On my September, 2013 visit to Puebla Mexico, I visited many churches. Of all the churches I visited, I think the Templo San Francisco was perhaps my favorite.
The Franciscans began construction began around 1550, and the church was largely completed in 1570. The church was modified over time. The tower was added around 1730-67, and the present facade dates from 1743-67.
The facade features a grey stone portal, against a wall of red-orange tiles. Set into the facade are compositions of tile that have a floral motif. Some crosses and other religious symbols are also present. The interior is rather simple as compared to many other local churches, but it is set apart by being the final resting place of Sebastian de Aparicio.
Sebastian de Aparicio (1502-1600) was born in Spain, but arrived in Mexico in 1533. His background in ranching led him to round up wild cattle in the area, and he became the first Mexican cowboy, or charro. His experience moving cattle made him realize how much Mexico needed a road system. He constructed highways from Veracruz to Puebla, Zacatecas, Mexico City, and other places. Later in life, he became a Franciscan Friar.
Upon his death, he was so revered that his body lay in state for many days. He was exhumed after six months of burial, and it was found that the body had not decomposed. Two years later, it still had not decomposed. Based on this fact, and the over 1,000 miracles that were reported due to his intercession, Pope Pius VI beatified him in 1789 as Blessed Sebastian of Aparicio. His body remains on display in the Templo de San Francisco to this day.

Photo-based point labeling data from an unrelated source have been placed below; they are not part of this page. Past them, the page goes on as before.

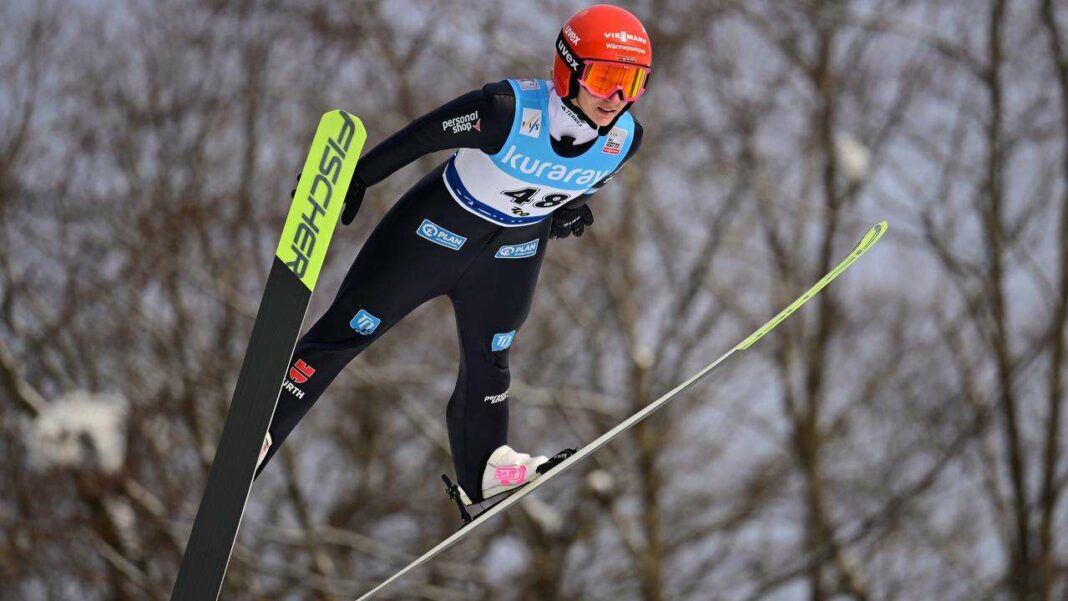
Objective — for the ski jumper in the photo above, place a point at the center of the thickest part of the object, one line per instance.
(475, 230)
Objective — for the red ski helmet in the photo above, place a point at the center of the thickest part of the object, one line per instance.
(605, 49)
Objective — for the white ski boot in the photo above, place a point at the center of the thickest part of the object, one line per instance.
(506, 470)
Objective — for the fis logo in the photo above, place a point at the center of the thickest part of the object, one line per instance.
(462, 123)
(502, 341)
(364, 322)
(522, 250)
(439, 235)
(531, 124)
(615, 140)
(301, 372)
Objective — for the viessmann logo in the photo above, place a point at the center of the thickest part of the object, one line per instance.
(319, 196)
(625, 37)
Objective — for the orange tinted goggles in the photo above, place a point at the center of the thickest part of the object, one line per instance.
(602, 79)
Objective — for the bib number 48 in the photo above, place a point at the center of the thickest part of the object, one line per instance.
(525, 195)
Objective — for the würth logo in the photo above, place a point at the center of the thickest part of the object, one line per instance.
(301, 372)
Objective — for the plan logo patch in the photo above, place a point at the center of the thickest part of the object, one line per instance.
(528, 83)
(531, 124)
(521, 250)
(502, 341)
(615, 140)
(440, 236)
(364, 322)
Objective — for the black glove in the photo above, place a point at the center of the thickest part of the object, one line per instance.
(352, 199)
(567, 221)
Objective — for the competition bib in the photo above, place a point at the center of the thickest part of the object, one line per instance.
(527, 179)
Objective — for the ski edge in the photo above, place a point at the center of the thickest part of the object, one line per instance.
(866, 243)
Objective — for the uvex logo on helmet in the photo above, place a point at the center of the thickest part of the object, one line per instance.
(607, 34)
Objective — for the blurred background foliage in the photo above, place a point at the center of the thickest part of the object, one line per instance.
(901, 438)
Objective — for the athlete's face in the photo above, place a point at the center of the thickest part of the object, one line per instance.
(600, 111)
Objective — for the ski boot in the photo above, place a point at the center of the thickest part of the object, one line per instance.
(505, 471)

Interred in a small side chapel, the body of Sebastian of Aparicio lies inside a giant silver coffin. The sides are glass, enabling one to see the incorrupt body. Incorruptibles are those whose bodies are miraculously preserved after death, defying the normal process of decomposition. There are a steady stream of visitors here, who pray for intercession from Sebastian of Aparicio. He is known as a patron of drivers and travelers. Efforts are underway for him to be fully canonized as a Saint.